Tile maps on the GBA

What it is and how to use it effectively

Tile maps on the GBA represent an important hardware accelerated feature that you should definitely use in any endevour if you want any sort of speed at all. Getting a tile map display up and running isn't an overly complicated procedure. What follows is an explanation of how it all works.

A standard tile map on the GBA can be represented as an array of 16bit values. Each tile is represented by one 16bit value in this array, and by an 8x8 (16 or 256-colour) bitmap, called a character, on screen. Each 16bit entry represents the following:

Bits 0-9	Index into BG character memory specifying the character to display for this tile. If the characters
		are 4bit, each character takes up 32 bytes in BG character memory. 8bit characters are considered 2 characters.

Bit 10		If set, the hardware rasterizer will flip the character horizontally when blitting.

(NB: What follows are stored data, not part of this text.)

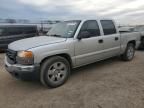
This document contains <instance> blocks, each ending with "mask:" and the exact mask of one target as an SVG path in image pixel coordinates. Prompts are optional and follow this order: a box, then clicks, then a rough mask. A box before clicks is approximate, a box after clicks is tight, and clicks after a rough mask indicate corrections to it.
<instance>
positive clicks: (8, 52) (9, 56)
mask: <svg viewBox="0 0 144 108" xmlns="http://www.w3.org/2000/svg"><path fill="white" fill-rule="evenodd" d="M6 55H7V60H8V62H9V63H10V64H15V63H16V55H17V52H16V51H13V50H10V49H7V51H6Z"/></svg>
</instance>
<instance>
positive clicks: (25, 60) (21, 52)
mask: <svg viewBox="0 0 144 108" xmlns="http://www.w3.org/2000/svg"><path fill="white" fill-rule="evenodd" d="M16 62H17V63H18V64H22V65H32V64H33V62H34V55H33V53H32V52H31V51H20V52H18V53H17V57H16Z"/></svg>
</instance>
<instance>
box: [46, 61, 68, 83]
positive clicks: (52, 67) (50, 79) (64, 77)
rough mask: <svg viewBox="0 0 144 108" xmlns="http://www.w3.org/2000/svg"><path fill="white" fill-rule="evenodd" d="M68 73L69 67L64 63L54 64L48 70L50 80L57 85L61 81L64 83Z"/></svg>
mask: <svg viewBox="0 0 144 108" xmlns="http://www.w3.org/2000/svg"><path fill="white" fill-rule="evenodd" d="M66 73H67V67H66V65H65V64H64V63H62V62H55V63H54V64H52V65H51V66H50V68H49V70H48V79H49V80H50V81H51V82H53V83H57V82H59V81H63V79H64V78H65V76H66Z"/></svg>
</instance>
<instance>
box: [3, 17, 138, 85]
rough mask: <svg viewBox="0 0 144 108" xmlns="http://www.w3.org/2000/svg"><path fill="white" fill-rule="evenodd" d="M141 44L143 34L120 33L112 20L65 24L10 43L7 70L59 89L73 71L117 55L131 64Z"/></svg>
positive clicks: (84, 20) (6, 59) (6, 69)
mask: <svg viewBox="0 0 144 108" xmlns="http://www.w3.org/2000/svg"><path fill="white" fill-rule="evenodd" d="M139 44H140V36H139V33H137V32H133V33H129V32H128V33H122V34H120V33H119V31H118V27H117V26H116V24H115V22H114V21H113V20H111V19H84V20H70V21H64V22H60V23H58V24H56V25H55V26H54V27H53V28H52V29H51V30H50V31H49V32H48V33H47V35H45V36H40V37H33V38H27V39H22V40H19V41H15V42H13V43H11V44H9V45H8V50H7V53H6V56H5V67H6V70H7V71H8V72H9V73H10V74H12V75H13V76H14V77H16V78H19V79H27V78H32V79H33V78H38V79H40V81H41V83H42V84H44V85H46V86H49V87H58V86H61V85H62V84H64V83H65V82H66V81H67V80H68V78H69V76H70V72H71V70H72V68H78V67H81V66H84V65H87V64H90V63H94V62H97V61H100V60H104V59H107V58H111V57H114V56H121V58H122V59H123V60H125V61H131V60H132V59H133V58H134V55H135V48H137V47H138V46H139Z"/></svg>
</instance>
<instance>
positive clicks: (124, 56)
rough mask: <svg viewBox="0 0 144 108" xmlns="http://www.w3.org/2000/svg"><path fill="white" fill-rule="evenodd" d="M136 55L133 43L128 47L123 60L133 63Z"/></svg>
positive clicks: (127, 47)
mask: <svg viewBox="0 0 144 108" xmlns="http://www.w3.org/2000/svg"><path fill="white" fill-rule="evenodd" d="M134 55H135V46H134V44H133V43H129V44H128V45H127V48H126V51H125V53H124V54H123V55H122V59H123V60H125V61H131V60H132V59H133V58H134Z"/></svg>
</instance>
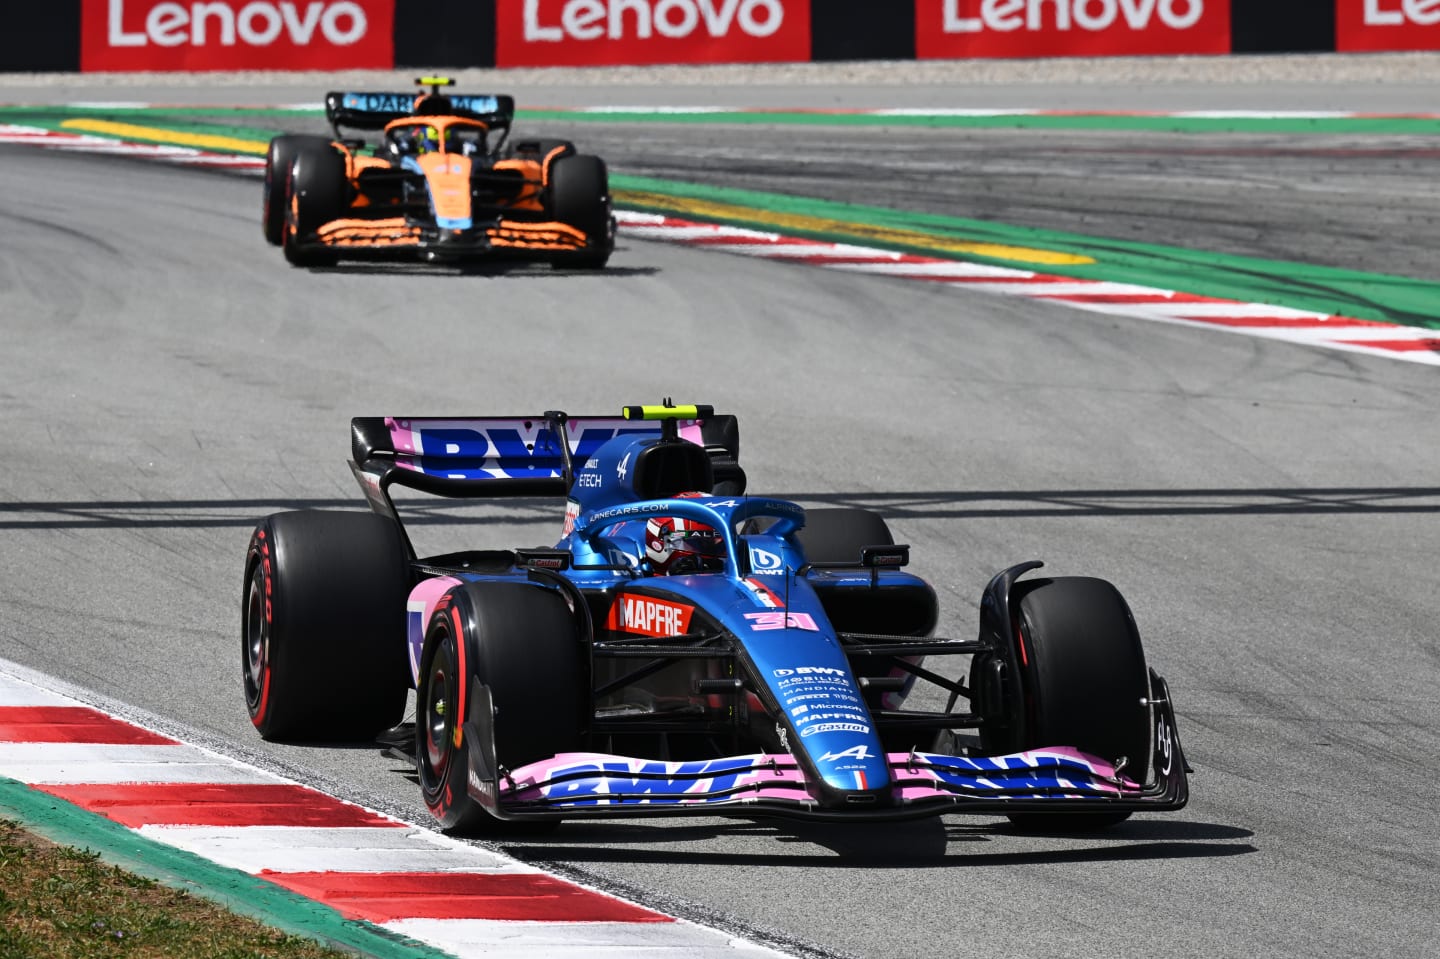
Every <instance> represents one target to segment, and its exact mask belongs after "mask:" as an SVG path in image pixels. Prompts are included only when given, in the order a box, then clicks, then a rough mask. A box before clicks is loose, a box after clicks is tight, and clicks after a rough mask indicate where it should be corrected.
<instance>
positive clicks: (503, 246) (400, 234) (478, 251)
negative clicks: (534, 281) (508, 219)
mask: <svg viewBox="0 0 1440 959" xmlns="http://www.w3.org/2000/svg"><path fill="white" fill-rule="evenodd" d="M301 242H302V243H304V242H305V240H304V239H302V240H301ZM311 242H314V243H317V245H320V246H325V248H331V249H353V251H360V249H369V251H402V249H416V251H433V252H444V253H452V255H465V253H482V252H485V251H491V249H494V251H517V252H520V251H534V252H539V253H556V252H575V251H583V249H586V248H589V240H588V239H586V236H585V233H583V232H580V230H577V229H575V228H573V226H570V225H569V223H557V222H547V223H530V222H524V220H507V219H500V220H494V222H491V223H487V225H484V226H475V228H471V229H467V230H448V229H441V228H433V226H420V225H418V223H415V222H413V220H409V219H406V217H403V216H393V217H387V219H341V220H331V222H330V223H325V225H324V226H321V228H320V229H318V230H317V232H315V235H314V238H311Z"/></svg>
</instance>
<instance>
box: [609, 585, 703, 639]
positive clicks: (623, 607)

Bit 11		If set, the hardware rasterizer will flip the character vertically when blitting.

Bits 12-15	If the tile map is using 16-colour characters, this is an index into one of 16 4bit sub-palettes in
		the main 256-colour BG palette. If the tile map is using 256-colour characters these bits are ignored and the
		entire 256-colour BG palette is used.

The GBA can display 4 standard (non-scalable, non-rotatable) BGs at once. Each background must first be enabled in REG_DISP_CNT. Subsequently, these backgrounds can each be controlled through their own control register, REG_BGx_CNT, where x is the BG in question.

The bitmap data for BGs and the tile map data that defines the BG both go into BG character memory. Memory is partitioned into 4 blocks for character data, and 32 blocks for tile data (also called screen data). Information about this can be had elsewhere.

As far as tiles are concerned, 8x8 tiles are generally a little too small for most games. On the otherhand, 16x16 and 32x32 tiles are a little more common. The GBA hardware however only supports 8x8 tiles. To work with 16x16 tiles you will need to use a 2x2 array of 8x8 tiles. The easiest way to visualize this is probably with an example.

Ignoring the h/v flip and palette bits in each tile entry, imagine that the array below contains only the character index for each tile.

typedef unsigned short unsigned short;

unsigned short	Map[8 * 8] = {0, 1, 1, 1, 1, 1, 1, 1,
			      1, 0, 1, 1, 1, 1, 1, 1,
			      1, 1, 0, 1, 1, 1, 1, 1,
			      1, 1, 1, 0, 1, 1, 1, 1,
			      1, 1, 1, 1, 0, 1, 1, 1,
			      1, 1, 1, 1, 1, 0, 1, 1,
			      1, 1, 1, 1, 1, 1, 0, 1,
			      1, 1, 1, 1, 1, 1, 1, 0};	// Represents a 8x8 map, tiles are 8x8, the map is therefore 64x64 pixels

If the character at index 0 of BG character memory was , and the character at index 1 was , the map would look as follows on screen.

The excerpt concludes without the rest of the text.